Pytorch running error: RuntimeError: cuDNN error: CUDNN_STATUS_INTERNAL_ERROR

Solution:

Add to the code:

Torch.cuda.set_device (0) training RNN Network loss appears Nan solution

(1)。 The cause of gradient explosion can be solved by gradient adjudication.

GRAD_CLIP = 5loss.backward () torch.nn.utils.clip_grad_norm_ (model.parameters (), GRAD_CLIP) optimizer.step ()

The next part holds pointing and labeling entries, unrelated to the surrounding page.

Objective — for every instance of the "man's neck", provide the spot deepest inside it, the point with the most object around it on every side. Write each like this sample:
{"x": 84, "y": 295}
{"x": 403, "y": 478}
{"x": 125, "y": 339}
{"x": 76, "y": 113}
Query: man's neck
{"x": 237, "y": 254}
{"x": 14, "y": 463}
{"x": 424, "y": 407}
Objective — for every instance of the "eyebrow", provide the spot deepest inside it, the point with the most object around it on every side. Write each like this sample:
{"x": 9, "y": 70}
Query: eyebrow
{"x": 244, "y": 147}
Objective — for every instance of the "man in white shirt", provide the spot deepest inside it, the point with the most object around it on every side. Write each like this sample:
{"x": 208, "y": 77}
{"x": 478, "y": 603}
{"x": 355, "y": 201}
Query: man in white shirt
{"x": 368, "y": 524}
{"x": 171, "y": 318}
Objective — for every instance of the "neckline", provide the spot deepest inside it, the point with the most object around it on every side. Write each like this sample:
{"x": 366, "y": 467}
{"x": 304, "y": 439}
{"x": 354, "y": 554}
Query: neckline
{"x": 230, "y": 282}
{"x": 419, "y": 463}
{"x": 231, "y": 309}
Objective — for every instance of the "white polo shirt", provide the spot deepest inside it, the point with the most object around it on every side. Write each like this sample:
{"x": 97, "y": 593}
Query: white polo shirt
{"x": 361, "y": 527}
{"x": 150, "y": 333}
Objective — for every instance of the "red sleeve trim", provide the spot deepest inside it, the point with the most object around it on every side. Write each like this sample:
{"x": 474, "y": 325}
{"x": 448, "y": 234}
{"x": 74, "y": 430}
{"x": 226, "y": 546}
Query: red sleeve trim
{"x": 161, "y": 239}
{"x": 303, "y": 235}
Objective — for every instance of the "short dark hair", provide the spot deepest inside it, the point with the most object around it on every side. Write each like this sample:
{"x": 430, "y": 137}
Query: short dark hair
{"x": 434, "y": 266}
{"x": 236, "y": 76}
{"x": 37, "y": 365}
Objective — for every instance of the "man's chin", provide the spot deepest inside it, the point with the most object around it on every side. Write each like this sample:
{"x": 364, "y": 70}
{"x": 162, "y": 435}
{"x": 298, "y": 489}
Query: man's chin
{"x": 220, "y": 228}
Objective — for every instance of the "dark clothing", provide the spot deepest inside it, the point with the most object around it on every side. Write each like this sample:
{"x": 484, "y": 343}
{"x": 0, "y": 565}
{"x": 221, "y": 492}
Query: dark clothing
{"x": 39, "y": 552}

(2) need to be used in testModel and evaluate

With torch.no_grad ():

(3) lower the learning rate.

RuntimeError: Expected object of device type cuda but got device type cpu for argument # 1 'self' in call to _ th_addmm

Cuda () conversion is required in three locations in the code:

Whether the model is put on CUDA model = model.to (device)

Whether the input data is put on CUDA data = data.to (device)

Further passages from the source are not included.